A striking carving of a polar bear was unveiled at the Royal Ottawa Mental Health Centre. It is hoped that the new artwork will help create a welcoming space for everyone, especially members of the Inuit community.
Playing Bear speaks of courage, resilience, beauty, and wonder. The carving also “serves as a reminder of the role of The Royal’s ongoing commitment to advance Truth and Reconciliation while actively contributing to the healing of hearts, minds and spirits that have been harmed as a result of colonial violence and dispossession,” said Beth Robertson, the equity, diversity, and inclusion specialist at The Royal at the official unveiling on September 28.

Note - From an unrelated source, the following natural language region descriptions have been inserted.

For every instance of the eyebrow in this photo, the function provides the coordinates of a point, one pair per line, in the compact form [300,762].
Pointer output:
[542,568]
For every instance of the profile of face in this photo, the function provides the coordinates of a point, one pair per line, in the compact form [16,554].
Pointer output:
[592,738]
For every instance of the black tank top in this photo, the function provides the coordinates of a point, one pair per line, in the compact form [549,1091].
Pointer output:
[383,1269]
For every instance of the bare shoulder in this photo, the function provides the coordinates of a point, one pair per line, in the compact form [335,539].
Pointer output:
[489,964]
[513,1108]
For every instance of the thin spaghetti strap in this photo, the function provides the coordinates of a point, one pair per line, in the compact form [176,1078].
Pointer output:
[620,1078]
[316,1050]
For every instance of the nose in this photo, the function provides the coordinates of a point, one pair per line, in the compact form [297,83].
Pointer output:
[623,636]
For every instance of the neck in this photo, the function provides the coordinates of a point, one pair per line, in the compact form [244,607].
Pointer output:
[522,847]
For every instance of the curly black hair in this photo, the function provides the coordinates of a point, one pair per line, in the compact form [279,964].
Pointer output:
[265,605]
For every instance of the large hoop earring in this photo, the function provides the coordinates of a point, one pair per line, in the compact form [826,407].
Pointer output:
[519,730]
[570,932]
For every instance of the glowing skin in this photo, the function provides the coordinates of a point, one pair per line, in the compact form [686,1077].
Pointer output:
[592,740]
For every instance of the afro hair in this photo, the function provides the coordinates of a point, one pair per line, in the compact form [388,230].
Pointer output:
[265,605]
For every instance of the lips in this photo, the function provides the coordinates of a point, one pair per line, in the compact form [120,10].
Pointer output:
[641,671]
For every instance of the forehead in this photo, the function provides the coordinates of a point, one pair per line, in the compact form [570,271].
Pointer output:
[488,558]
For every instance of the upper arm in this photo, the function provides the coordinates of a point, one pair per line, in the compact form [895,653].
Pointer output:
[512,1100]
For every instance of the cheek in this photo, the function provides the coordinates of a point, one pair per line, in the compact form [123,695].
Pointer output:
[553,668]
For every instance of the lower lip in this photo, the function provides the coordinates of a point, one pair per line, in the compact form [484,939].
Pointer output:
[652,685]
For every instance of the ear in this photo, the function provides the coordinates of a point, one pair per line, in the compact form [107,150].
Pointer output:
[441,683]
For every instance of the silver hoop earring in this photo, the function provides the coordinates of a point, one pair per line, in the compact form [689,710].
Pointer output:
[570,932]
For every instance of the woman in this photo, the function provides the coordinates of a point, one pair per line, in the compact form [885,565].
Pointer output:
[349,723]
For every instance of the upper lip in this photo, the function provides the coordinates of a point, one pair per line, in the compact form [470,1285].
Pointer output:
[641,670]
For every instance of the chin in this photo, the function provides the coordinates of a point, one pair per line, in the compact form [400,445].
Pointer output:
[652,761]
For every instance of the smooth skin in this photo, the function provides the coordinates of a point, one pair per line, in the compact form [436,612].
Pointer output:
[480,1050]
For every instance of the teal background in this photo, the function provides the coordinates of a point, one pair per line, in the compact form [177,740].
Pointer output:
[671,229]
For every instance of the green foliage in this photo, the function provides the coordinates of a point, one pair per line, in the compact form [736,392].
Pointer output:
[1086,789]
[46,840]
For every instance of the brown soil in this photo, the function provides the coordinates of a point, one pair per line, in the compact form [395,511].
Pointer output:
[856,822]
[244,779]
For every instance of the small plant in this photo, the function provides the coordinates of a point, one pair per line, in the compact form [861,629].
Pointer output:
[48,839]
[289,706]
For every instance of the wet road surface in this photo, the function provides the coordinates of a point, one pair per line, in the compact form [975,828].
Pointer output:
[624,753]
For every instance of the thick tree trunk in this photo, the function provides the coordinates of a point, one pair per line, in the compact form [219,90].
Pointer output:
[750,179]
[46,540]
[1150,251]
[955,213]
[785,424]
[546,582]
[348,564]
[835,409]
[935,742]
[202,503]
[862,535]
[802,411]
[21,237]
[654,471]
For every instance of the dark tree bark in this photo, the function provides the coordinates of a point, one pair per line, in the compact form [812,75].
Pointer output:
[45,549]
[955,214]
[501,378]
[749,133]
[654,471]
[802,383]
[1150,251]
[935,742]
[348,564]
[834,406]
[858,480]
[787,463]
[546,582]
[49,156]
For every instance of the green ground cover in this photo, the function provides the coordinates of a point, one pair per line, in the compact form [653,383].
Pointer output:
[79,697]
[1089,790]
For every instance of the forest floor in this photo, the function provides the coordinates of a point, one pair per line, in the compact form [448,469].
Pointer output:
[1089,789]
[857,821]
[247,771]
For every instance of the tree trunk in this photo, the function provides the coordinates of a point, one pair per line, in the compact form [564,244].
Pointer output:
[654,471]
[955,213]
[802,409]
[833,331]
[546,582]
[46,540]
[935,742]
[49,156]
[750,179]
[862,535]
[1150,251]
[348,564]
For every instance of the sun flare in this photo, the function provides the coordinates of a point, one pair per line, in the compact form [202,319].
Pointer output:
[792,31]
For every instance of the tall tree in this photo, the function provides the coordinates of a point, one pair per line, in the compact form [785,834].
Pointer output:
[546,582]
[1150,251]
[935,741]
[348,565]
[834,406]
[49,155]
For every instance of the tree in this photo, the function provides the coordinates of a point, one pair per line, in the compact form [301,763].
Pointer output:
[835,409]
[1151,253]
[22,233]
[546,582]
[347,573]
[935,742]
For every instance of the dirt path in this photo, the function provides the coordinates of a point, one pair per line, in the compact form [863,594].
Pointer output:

“This significant art piece is one step of many that we hope will support us on our journey to provide an inclusive environment for all.”
Created by Inuit artist Koomuatuk “Kuzy” Curley, the carving is made of alabaster, a white stone widely admired for its translucent quality. The carving is smooth and shiny, almost to the point of glowing as it captures and reflects the light around it.
The bear stands upright on one foot, assuming a graceful and playful pose.
“That’s what bears do,” described Curley. “They're very social animals, very smart, very intelligent. You can see grizzly bears do similar things but there's something about polar bears that is very magical.”
Curley is a third generation carver from Kinngait (Cape Dorset), Nunavut, who learned to carve from his grandparents.
“I grew up going in and out of my grandparent’s cabin an hour and a half away from Kinngait,” recalled Curley. “Every time I’d go to my grandparent’s camp my grandfather was carving outside. Ever since I can remember, I knew him as a carver. By the time I was 10, 11 years old, I thought I could be carving like my grandpa.”
Curley, now almost 40, is known for creations and collaborations which vary in both size and material. Some of his past works include: an 11-foot tall Inukshuk outside the Canadian Embassy in New Delhi, India; a 26-ton granite sculpture titled Ahqahizu installed on York University campus in Toronto; and a statue installed at the airport in Kinngait, which pays tribute to his great-grandmother, Pitseolak Ashoona, one of the community's earliest artists.
Curley, who lives in Ottawa, says carving is good for his mental health.
“It's stress relief,” he describes. “We work with our hands, our hands need to carve. After not carving for a while I start to feel a little bit of stress. My hands are aching, they want to work. So when I work, it just completely puts me stress free and just focusing on the piece of art.”
Playing Bear is on permanent display in the spiritual and cultural care centre at the Royal Ottawa Mental Health Centre.
“I hope that people who see it will appreciate it – especially Inuit. I hope it makes them feel at home,” said Curley.